Caminaba yo a paso cambiado cuando me crucé con un tipo. Rondaría el medio siglo, era delgado, casi raquítico, y no pronunciaba con soltura. Lo sé porque pude intuir que me reclamaba «argún sentimiyo suerto poaí».

El hombre no vestía bien, estaba sucio y su barba le enroscaba el cuello. Ante mi escueta negativa, un árido no, me dio las gracias con servilismo y siguió su camino en busca de más céntimos huérfanos con más pena que gloria. Nadie tenía a bien sacar la mano del bolsillo para recompensar su empeño. Cuando recibía alguna respuesta, siempre era esquiva o negativa. Él daba las gracias.

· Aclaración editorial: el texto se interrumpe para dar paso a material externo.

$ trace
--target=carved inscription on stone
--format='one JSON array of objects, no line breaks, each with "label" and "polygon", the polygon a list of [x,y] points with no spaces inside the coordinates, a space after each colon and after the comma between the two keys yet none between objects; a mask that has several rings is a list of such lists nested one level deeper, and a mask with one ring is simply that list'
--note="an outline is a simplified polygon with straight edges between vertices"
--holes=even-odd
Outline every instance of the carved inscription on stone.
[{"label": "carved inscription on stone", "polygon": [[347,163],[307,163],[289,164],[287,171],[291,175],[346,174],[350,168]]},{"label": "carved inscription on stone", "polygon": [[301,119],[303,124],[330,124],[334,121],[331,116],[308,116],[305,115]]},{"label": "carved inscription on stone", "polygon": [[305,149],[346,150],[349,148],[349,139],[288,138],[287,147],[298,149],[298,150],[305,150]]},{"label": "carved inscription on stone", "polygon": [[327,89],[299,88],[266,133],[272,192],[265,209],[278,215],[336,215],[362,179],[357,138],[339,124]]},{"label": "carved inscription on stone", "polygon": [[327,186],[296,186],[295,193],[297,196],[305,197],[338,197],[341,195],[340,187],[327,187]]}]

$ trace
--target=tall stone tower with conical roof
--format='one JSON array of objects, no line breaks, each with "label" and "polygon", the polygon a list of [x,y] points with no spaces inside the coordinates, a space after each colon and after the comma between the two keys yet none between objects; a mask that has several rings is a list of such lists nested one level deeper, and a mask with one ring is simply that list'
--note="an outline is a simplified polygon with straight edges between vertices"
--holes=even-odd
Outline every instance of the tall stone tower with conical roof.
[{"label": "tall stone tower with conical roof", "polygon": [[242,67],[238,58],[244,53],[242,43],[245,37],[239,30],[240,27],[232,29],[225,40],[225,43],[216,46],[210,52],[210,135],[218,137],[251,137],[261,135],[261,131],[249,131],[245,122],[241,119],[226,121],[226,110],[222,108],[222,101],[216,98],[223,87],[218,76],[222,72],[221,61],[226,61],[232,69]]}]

Varios momentos más me lo crucé. Él y su bufanda me veían, sonreían, y evitaban. Ya sabían lo que había. Pero no me evitaban de un modo negativo. Era como una de esas miradas furtivas, vistas y no, necesarias para no tener una situación incómoda. Un evitar bueno, corcho. Su afable carácter me hizo cogerle simpatía con el paso de las semanas y me propuse darle alguna limosna en nuestro próximo encuentro.

Fue distinto a las anteriores veces. Echado con una manta, andrajo más bien, me lo topé junto a sus bultos dentro de un cajero, brick en mano. Me vio, y automáticamente me sonrió. Puede que fuera el vino en polvo, el cristal sucio o que me confundiera, pero me sonrío. Mientras, yo le miré unos segundos incapaz de devolverle la sonrisa. Yo, que salía del trabajo e iba para casa, paralizado por su felicidad, para mí incomprensible, no pude sonreír.

Buscaba en mi cartera algo que darle cuando el hombre comenzó a hacer movimientos. Al fin logró despojarse de sus pieles y levantarse. Me abrió la puerta de su casa y cuando mi sonrisa comenzaba a brotar pude adivinar que me espetaba un “¿qué cohone mira gilipollas?”. Antes de poder decir nada, un escupitajo salió disparado de su boca, pero voló peor de lo esperado. Por la culata.

Eso me alivió. No solo por no notar su espesa mucosidad en mí, que también. Pero ese moco traidor me hizo darme cuenta de dos cosas. Por un lado, de que con dinero o sin él, el mundo es un nido de gente egoísta, malpensada y sin escrúpulos. Y, por otro, de que lo que marca el destino de un individuo no son sus valores ni intenciones, sino el acierto que tenga en la vida. La bofetada que le solté lo corroboró todo.